Friday, February 1, 2013

the momma's dream

For some reason this morning I was thinking about a friend of mine from high school.  We did theater and UIL together and had lots of fun.  We even both got to be a part of a group that went to the Inauguration in 2005.  But, like most high school friends, we lost touch after graduation and I only know about her life now thanks to Facebook.  Now, she is living in LA and doing something in production.  She always had big dreams and I thought to myself, "Wow, it is so neat to see a girl from a small town in Texas, who had big dreams to go off and do great things, and she achieved it!"

I was thinking about this, and having a conversation with her in my head where I was telling her how great I thought that was (what? you don't have conversations with people in your head?!), and I realized how my life might look to someone like her.  Here she is, far away from home, working a cool job, and doing cool things.  And here I am, still in East Texas, sitting at home, popping out babies, and the highlight of my week is a trip to Target.  In the conversation in my head, I was telling her, "Yeah, but this is my dream!...."  But no matter how true the words may be (I really would rather be doing nothing else than raising my children in good ol' Texas!), they fell flat, as they sounded like the cliche words that everybody says.

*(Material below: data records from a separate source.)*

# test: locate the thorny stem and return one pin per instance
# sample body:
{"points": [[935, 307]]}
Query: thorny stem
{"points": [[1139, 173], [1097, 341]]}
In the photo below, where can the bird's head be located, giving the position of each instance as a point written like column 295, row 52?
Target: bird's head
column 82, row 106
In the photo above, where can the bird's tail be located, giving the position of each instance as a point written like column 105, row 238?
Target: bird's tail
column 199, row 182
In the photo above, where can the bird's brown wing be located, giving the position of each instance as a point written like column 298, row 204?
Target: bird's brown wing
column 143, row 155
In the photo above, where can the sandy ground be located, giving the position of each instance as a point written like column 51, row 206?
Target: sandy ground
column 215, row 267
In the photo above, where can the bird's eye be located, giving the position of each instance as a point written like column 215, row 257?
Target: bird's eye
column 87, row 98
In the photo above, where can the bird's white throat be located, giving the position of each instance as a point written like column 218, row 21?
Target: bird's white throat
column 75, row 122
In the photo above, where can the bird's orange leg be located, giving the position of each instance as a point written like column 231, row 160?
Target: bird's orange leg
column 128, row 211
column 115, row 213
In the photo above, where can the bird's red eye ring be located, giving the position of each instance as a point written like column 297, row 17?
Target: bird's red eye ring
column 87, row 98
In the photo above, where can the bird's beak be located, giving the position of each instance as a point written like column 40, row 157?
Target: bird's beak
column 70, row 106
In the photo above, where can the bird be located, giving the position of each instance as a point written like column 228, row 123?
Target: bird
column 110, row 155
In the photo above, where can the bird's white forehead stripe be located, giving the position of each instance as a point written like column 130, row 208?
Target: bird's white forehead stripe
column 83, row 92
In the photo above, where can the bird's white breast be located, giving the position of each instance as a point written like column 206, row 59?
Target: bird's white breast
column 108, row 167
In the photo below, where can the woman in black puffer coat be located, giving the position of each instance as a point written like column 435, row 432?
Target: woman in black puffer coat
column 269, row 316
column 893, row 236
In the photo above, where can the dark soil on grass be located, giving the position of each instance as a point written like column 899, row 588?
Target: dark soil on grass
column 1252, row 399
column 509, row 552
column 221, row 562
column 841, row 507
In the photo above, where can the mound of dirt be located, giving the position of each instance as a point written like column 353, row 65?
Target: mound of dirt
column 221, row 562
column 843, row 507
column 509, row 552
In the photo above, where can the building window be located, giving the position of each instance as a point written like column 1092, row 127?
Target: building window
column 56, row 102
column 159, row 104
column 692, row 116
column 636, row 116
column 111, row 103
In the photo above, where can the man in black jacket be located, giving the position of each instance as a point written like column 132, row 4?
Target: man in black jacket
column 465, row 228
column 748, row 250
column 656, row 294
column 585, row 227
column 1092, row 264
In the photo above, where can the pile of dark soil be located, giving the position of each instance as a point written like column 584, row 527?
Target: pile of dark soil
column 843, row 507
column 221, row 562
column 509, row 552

Then it hit me.  At some point, her parents decided that it was their dream to settle down in East Texas and raise a family.  If they hadn't made that decision, she may not be where she is today.  We all have different dreams, we all have different callings, we all have different stories.  Some may seem way more exciting than others, but that doesn't matter.  Because the life that I am living isn't the end of the story.  I am raising my kids so that they can pursue their dreams.  Those dreams may be to go off and do great things that sound really cool.  Or those dreams may be to stay close and do those things that sometimes go unnoticed.  Whatever their dreams may be, it is my job to allow them to dream.  And to give them the opportunity to pursue it.

My life may look quite different than my old friend's life, but that doesn't mean I'm not pursuing a dream. Every life, every dream is an important part of this story we are living together.